Flattop is very near Kyle’s first Alaska house – we used to see it out his living room window. He and Lauren have come here many times. I thought it would be a walk in the park but it is, in fact, a big training ground for serious Denali climbers! On the way back down, I couldn’t believe how stupid I’d been to climb up the rocky part. There are points where I didn’t know how we were going to go down even another step! But it was all good and the plaid boots surely helped.
We talked to some Californians who had stopped at a nice overlook, and I mentioned how brilliant, strong, amazing and marvelous my brother is. Later he thanked me for saying “all that.” How could he not know how I feel about him???
The animal farm
The pictures on the website are far better, but here’s what we saw at the Alaska Wildlife and Conservation Center (@akwildlife). This bear. I mean, come ON. What a pose!!!
The musk ox, or more aptly named “qiviut” (bearded one) was awfully peaceful out there, munching grass. Little did he know how fervently I’ve tried to use his name in Scrabble.
Lots of grass munching going on, in fact – bears, caribou, all manner of deer… We also saw a lynx, a porcupine, wolves, foxes, moose… in short, this center a short hour from Anchorage is totally worth a visit. I wish I had captured them all better – particularly that bouncy lynx!
This was chilly and windy but we were well prepared with our coffees. Portage Glacier has receded enormously in the time Kyle has been in Alaska – something that gives us all pause, or should.
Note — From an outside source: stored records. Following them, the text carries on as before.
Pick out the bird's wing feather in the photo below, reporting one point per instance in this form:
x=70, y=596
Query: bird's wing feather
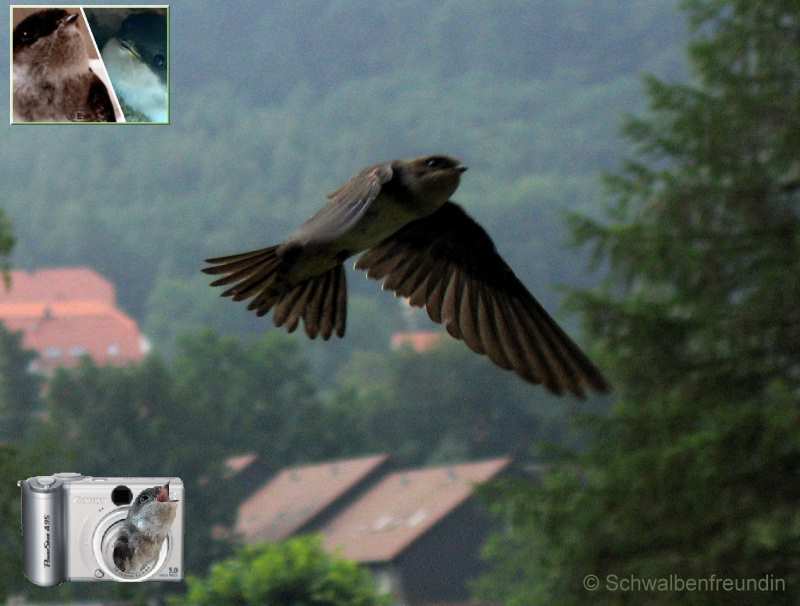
x=447, y=263
x=348, y=204
x=100, y=101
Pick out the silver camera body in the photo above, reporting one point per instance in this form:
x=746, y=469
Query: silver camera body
x=71, y=522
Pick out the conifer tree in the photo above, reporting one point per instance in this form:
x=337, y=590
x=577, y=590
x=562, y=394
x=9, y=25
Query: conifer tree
x=695, y=472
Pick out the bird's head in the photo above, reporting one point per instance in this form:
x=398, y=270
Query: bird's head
x=49, y=40
x=434, y=178
x=153, y=512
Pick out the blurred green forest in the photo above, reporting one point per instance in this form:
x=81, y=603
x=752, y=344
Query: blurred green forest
x=273, y=105
x=276, y=104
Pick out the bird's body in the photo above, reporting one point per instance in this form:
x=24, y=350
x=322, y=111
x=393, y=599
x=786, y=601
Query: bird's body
x=52, y=78
x=428, y=250
x=342, y=229
x=146, y=527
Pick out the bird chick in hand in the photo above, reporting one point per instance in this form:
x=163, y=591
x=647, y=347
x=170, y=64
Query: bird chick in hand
x=147, y=525
x=425, y=248
x=52, y=78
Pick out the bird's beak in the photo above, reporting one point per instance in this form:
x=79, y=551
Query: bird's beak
x=129, y=47
x=162, y=494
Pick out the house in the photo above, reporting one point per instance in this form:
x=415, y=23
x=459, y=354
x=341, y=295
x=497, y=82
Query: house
x=296, y=498
x=65, y=313
x=420, y=531
x=419, y=340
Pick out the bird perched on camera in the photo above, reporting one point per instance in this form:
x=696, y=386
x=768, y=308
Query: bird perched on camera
x=136, y=60
x=425, y=248
x=52, y=78
x=147, y=525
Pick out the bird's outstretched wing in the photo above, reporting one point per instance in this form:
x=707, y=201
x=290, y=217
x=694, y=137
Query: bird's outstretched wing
x=100, y=102
x=347, y=204
x=448, y=264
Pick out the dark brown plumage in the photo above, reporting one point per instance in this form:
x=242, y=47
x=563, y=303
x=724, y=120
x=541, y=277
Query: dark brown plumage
x=424, y=248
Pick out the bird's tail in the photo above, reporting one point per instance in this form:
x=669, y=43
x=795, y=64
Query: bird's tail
x=321, y=301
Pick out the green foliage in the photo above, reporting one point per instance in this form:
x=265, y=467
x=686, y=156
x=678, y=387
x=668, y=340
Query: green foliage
x=444, y=405
x=693, y=473
x=297, y=572
x=527, y=93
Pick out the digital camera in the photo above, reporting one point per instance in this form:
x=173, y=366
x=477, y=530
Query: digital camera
x=83, y=528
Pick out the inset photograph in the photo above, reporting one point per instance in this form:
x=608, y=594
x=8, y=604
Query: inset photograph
x=134, y=46
x=57, y=74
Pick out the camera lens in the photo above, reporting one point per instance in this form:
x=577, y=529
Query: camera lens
x=121, y=495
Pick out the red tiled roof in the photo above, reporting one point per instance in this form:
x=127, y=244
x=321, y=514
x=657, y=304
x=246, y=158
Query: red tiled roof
x=236, y=464
x=420, y=340
x=402, y=507
x=297, y=494
x=58, y=284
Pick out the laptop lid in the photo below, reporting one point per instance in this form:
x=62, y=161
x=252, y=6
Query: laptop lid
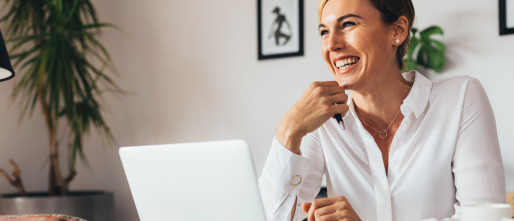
x=193, y=181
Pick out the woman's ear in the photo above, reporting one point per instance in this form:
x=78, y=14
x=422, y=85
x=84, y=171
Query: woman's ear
x=400, y=30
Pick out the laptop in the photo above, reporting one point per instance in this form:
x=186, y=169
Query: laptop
x=193, y=181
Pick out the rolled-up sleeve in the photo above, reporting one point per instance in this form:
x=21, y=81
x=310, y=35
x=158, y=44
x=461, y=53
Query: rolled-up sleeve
x=477, y=164
x=287, y=176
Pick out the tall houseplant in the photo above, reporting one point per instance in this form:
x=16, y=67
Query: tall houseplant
x=424, y=50
x=62, y=66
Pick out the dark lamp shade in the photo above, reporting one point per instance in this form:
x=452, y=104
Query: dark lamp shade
x=6, y=71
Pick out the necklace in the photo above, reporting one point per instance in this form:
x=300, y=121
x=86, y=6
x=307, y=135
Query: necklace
x=383, y=132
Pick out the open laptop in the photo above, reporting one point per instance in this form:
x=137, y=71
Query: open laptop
x=193, y=181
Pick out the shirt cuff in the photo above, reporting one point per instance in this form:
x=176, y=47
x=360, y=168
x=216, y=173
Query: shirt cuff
x=284, y=169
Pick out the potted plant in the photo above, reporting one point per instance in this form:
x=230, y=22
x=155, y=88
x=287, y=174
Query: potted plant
x=63, y=67
x=425, y=51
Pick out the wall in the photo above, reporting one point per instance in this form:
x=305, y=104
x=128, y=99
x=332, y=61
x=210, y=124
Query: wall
x=192, y=71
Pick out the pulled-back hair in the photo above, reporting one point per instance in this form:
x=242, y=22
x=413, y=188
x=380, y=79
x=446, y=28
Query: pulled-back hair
x=390, y=11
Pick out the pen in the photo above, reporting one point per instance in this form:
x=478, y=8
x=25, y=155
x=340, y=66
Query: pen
x=339, y=120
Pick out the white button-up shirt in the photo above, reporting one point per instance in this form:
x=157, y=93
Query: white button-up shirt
x=444, y=154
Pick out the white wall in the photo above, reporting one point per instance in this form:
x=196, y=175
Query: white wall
x=192, y=67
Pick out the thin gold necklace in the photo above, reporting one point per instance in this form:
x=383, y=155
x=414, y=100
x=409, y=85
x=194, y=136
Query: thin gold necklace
x=381, y=133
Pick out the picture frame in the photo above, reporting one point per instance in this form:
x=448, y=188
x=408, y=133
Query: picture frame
x=506, y=17
x=280, y=28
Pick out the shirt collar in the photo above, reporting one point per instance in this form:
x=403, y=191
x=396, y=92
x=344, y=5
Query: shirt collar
x=417, y=99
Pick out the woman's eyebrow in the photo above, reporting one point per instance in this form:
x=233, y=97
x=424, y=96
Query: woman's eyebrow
x=341, y=19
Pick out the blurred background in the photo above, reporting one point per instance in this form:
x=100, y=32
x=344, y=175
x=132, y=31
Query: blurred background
x=192, y=72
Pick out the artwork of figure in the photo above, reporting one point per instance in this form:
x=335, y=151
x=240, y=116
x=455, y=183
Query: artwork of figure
x=276, y=28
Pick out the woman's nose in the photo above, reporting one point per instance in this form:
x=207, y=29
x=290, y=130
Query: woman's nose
x=335, y=42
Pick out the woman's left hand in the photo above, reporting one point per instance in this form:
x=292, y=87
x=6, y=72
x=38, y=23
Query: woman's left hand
x=333, y=208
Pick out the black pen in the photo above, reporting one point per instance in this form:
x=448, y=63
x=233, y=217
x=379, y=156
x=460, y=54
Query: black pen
x=339, y=120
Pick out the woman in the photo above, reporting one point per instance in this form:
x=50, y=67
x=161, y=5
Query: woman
x=412, y=149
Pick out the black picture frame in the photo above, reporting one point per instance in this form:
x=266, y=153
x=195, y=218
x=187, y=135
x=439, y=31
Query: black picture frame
x=506, y=12
x=280, y=28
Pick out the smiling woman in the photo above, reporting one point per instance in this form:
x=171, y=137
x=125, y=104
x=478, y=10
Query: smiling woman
x=406, y=137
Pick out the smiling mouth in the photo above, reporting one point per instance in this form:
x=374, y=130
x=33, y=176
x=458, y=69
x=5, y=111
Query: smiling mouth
x=347, y=62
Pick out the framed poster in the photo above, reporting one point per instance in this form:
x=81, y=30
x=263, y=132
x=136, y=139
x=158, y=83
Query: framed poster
x=280, y=28
x=506, y=17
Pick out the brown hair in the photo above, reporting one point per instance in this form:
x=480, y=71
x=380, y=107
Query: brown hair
x=390, y=11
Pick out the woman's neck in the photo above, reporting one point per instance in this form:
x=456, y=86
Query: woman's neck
x=379, y=103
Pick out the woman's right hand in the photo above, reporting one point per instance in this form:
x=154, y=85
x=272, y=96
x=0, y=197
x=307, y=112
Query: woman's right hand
x=315, y=107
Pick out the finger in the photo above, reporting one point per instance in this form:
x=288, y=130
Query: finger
x=338, y=99
x=306, y=206
x=341, y=215
x=325, y=211
x=321, y=91
x=322, y=202
x=325, y=83
x=316, y=204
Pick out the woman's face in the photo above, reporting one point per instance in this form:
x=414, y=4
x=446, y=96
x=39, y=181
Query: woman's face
x=358, y=47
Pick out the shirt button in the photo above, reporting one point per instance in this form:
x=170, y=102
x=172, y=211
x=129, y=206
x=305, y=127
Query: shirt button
x=296, y=180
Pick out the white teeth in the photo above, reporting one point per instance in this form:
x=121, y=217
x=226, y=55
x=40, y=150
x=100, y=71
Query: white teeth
x=346, y=62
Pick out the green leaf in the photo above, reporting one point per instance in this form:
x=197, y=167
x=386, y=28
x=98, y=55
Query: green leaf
x=432, y=30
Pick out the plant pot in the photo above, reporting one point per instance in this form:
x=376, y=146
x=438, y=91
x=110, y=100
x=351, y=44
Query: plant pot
x=90, y=205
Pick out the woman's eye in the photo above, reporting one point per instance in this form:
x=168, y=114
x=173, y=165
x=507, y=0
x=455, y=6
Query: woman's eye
x=348, y=24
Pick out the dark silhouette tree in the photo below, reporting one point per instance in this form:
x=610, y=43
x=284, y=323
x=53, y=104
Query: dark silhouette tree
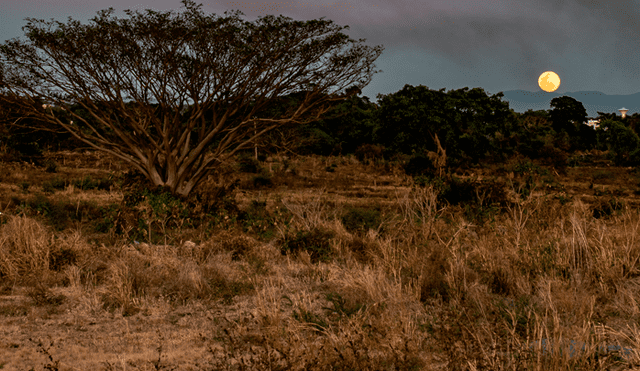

The ducky floated along in the tank the whole time, but it was nearly the end of the trip when the captain or first mate or someone plopped in a block of ice, which they had fished out from the lake. It was a visual reminder of how much of a chunk of ice is underneath the water when you see a bit of something floating atop. (Hello, Titanic…)
We weren’t always outside during this trip, despite the above pics and videos. Here are some shots of us shooting pool and eating! My cousin Cole is featured in the pool-shooting – I wouldn’t want to play him for money, that’s all I’m saying.
Another favorite part of this trip was seeing Kyna’s house. She is living in downtown Anchorage and has a great apartment with a view out over the sound and an amazing “catio.”
When our stepdad Bob passed away last year, the two cats that Kyna had adopted in Honduras, taken all over the world, and then left with Mom and Bob for their final years were reunited with her. They were flown up Special Delivery. Meanwhile, she had brought a new fellow into the family. Here they all are, from left to right: Tita and Monstruo/Little Bit, with Stevie Ray sporting the blue collar. I’m glad they’re all home with Keen.
Hate to go
What I learned from this trip is that one week is FAR too short. I guess I already knew that… I’ve always had such fun here in Alaska, and having both my sibs and my niece here – and now my cousin too – it is even harder to leave than before. I hope Ramon and I can come back in winter and go dogsledding and see the Northern Lights someday. In the meantime, as you can see, we’ve got loads of memories. And Alaska gave us a beautiful rainbow as we headed to the airport – obviously we will be welcome on our return!